3. Multi-Provider LLM Architecture

One of the most interesting design decisions was building a pluggable LLM system:

class LLMService(ABC):
    @abstractmethod
    async def analyze_content(self, url, html_content, target_data, ...):
        """Analyze HTML and determine next action"""

    @abstractmethod
    async def extract_data(self, url, html_content, target_data, ...):
        """Extract structured data from HTML"""

The system supports multiple providers through a factory pattern:

  • Gemini: Primary provider using Google’s latest models
  • OpenAI: GPT models for comparison
  • DeepInfra: Cost-effective Llama models
  • OpenRouter: Access to models from multiple providers

This flexibility allows cost optimization and failover — if one provider is down, the system can switch to another.

4. Intelligent Tool Selection

The Tool Registry manages all available scraping tools:

TOOL_DEFINITIONS = [
    ToolDefinition(
        id="http_client",
        name="HTTP Client",
        description="Basic HTTP client for fetching web pages",
        category=ToolCategory.BASIC,
        base_cost=1,
    ),
    ToolDefinition(
        id="scrape_js_render",
        name="JavaScript Renderer",
        description="Renders JavaScript on a page before scraping",
        category=ToolCategory.SCRAPING,
        base_cost=5,
    ),
    # ... more tools
]

The LLM decides which tool to use based on:

  • Page content analysis (JavaScript detection, CAPTCHA presence)
  • Domain history (has this site needed JS rendering before?)
  • Error responses (403 errors might need human mimicking)
  • Target data requirements

Three Operational Modes

CrawlyCarl offers three distinct modes for different use cases:

1. Precision Mode

Single page, fast extraction

{
  "url": "https://example.com/pricing",
  "target_data": "Extract the pricing tiers and their features",
  "intelligent_search": false
}
  • Extracts data from exactly one page
  • No navigation or link following
  • Fast execution (max 5 tool operations)
  • Perfect for known URLs with specific data

2. Smart Navigator Mode

One layer of intelligent navigation

{
  "url": "https://company.com",
  "target_data": {
    "ceo_name": "Name of the CEO",
    "contact_email": "Company email address"
  },
  "intelligent_search": true,
  "deepsearch": false
}
  • Analyzes all links on the initial page
  • Selects up to 3 most promising URLs
  • Processes them in parallel using multi-threading
  • Great for data that’s “one click away”

3. Deep Dive Mode

Comprehensive multi-layer crawling

{
  "url": "https://company.com",
  "target_data": {
    "company_name": "Official company name",
    "industry": "Industry sector",
    "employee_count": "Number of employees",
    "leadership_team": ["CEO name", "CTO name", "CFO name"],
    "office_locations": "All office locations"
  },
  "intelligent_search": true,
  "deepsearch": true
}
  • Navigates up to 5 layers deep
  • Processes URLs at each layer in parallel
  • Builds a URL tree to prevent loops
  • Synthesizes data from all visited pages
  • Ideal for CRM enrichment when starting with just a domain

The Prompt Engineering Challenge

One of the most critical aspects was designing effective prompts.
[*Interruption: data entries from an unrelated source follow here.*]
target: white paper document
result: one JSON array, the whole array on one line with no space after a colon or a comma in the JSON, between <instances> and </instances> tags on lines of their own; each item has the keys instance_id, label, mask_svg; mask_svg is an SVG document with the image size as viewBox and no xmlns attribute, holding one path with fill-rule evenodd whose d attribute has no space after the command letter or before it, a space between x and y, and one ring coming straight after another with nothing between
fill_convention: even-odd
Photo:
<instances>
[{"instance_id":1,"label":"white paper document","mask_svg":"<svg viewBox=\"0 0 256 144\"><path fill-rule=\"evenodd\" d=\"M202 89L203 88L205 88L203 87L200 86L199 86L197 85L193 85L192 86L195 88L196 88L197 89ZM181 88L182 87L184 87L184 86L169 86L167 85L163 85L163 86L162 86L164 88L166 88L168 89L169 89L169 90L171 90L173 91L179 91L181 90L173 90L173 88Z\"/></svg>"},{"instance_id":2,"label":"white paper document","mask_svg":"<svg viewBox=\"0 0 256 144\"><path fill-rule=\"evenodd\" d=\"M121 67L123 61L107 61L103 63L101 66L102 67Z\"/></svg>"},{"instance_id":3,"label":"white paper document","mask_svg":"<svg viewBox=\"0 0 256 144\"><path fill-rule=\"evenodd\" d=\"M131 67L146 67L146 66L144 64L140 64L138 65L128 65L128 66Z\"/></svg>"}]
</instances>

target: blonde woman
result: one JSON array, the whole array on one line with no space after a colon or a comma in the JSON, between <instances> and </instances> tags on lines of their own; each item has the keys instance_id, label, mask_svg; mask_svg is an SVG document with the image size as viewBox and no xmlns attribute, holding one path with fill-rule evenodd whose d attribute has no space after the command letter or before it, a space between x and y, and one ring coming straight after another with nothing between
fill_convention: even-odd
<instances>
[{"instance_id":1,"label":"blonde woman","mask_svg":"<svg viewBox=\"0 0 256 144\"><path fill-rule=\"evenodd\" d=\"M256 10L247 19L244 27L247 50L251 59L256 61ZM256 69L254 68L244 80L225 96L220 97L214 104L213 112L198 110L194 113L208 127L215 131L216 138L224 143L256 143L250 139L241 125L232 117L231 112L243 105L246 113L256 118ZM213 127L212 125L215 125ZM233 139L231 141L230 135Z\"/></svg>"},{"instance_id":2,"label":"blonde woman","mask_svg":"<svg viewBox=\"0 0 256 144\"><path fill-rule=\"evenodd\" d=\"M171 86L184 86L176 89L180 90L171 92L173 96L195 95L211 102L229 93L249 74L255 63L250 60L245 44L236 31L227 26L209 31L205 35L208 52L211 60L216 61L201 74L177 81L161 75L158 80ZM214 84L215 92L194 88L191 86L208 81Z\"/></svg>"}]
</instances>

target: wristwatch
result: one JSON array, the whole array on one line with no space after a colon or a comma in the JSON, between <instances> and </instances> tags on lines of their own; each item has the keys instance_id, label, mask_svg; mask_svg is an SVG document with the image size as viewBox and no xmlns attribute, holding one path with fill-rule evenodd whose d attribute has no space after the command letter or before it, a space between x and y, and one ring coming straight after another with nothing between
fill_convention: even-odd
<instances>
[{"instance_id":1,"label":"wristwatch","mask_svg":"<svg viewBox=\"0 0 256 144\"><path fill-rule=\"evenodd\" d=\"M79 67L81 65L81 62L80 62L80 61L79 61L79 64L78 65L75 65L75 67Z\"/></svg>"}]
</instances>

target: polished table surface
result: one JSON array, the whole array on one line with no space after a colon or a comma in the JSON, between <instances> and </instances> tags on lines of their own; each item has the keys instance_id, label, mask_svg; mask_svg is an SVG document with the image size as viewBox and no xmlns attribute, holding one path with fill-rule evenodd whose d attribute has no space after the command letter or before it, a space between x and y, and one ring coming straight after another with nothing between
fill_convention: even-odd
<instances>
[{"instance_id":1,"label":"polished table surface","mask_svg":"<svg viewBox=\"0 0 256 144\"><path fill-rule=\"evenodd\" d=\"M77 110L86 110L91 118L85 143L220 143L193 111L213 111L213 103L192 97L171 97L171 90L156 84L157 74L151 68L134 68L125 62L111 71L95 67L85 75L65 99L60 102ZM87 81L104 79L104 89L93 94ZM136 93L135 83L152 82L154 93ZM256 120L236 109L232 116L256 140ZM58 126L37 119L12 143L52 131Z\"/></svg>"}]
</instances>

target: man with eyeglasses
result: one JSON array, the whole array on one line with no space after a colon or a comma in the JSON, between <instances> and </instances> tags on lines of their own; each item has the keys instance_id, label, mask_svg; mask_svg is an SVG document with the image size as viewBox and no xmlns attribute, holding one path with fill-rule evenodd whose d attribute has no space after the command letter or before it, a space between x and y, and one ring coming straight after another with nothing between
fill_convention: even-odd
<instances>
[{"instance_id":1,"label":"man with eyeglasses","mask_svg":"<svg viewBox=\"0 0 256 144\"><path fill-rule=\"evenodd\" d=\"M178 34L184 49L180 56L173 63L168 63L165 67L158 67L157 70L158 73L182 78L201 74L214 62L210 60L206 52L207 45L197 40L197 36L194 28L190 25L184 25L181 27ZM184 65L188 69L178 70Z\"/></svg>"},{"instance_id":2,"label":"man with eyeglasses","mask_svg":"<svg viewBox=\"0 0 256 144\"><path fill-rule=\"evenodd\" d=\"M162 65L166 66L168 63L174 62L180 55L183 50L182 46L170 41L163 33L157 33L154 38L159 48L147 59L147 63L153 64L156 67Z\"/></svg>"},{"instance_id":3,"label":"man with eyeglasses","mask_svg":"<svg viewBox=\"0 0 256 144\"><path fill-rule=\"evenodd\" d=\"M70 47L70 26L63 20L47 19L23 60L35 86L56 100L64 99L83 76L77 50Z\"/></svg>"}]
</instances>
The LLM needs to:

  1. Understand what data the user wants
  2. Analyze the current page content
  3. Decide if navigation is needed
  4. Select the right tool
  5. Format responses consistently

Here’s a simplified version of the analysis prompt:

BASE_ANALYZE_PROMPT = """
You are an AI web scraping assistant. Your task is to analyze the content 
from a web page and determine:

1. If the requested data can be extracted from the current content
2. If not, which tool should be used to retrieve the data
3. Whether navigation to another page is required
4. Whether human mimicking behavior should be enabled

URL: {url}
Target Data: {formatted_target_data}

Previously Visited URLs (DO NOT suggest these):
{visited_urls_json}

Decision Guidelines:
1. CAREFULLY analyze the content for target data
2. If data is present, extract it directly
3. If JavaScript is detected with HIGH confidence, use js_renderer
4. For navigation, suggest only URLs likely to contain target data
"""

The prompts are modular — different operational modes add specific instructions about navigation aggressiveness and data prioritization.


Credit System and Billing

CrawlyCarl uses a credit-based billing system with tool-level cost tracking:

TOOL_COSTS = {
    'http_client': 1,
    'scrape_via_api': 2,
    'scrape_js_render': 5,
    'llm_call_basic': 5,
    'llm_call_advanced': 10,
}

Every tool operation is tracked atomically:

-- Credit transactions with full audit trail
CREATE TABLE credit_transactions (
    id UUID PRIMARY KEY,
    account_id UUID REFERENCES accounts(id),
    amount INTEGER NOT NULL,
    transaction_type TEXT NOT NULL,
    description TEXT,
    job_id UUID,
    created_at TIMESTAMPTZ DEFAULT now()
);

-- Individual tool usage tracking
CREATE TABLE tool_usage (
    id UUID PRIMARY KEY,
    account_id UUID REFERENCES accounts(id),
    tool_id TEXT NOT NULL,
    credits_consumed INTEGER NOT NULL,
    execution_time_ms INTEGER,
    created_at TIMESTAMPTZ DEFAULT now()
);

An aggregation service batches database writes for efficiency:

class UsageAggregatorService:
    def __init__(self, flush_interval: int = 60, batch_size: int = 100):
        self.pending_records = []

    async def flush_pending_records(self):
        if self.pending_records:
            await self.bulk_insert(self.pending_records)
            self.pending_records.clear()

Multi-Threading for Performance

For Deep Dive mode, processing URLs sequentially would be painfully slow. The threading implementation processes URLs at the same depth level in parallel:

class ThreadingImplementation:
    async def process_layer_parallel(self, urls, target_data, depth):
        tasks = []
        for url in urls:
            task = asyncio.create_task(
                self.process_single_url(url, target_data, depth)
            )
            tasks.append(task)

        results = await asyncio.gather(*tasks, return_exceptions=True)
        return self.aggregate_results(results)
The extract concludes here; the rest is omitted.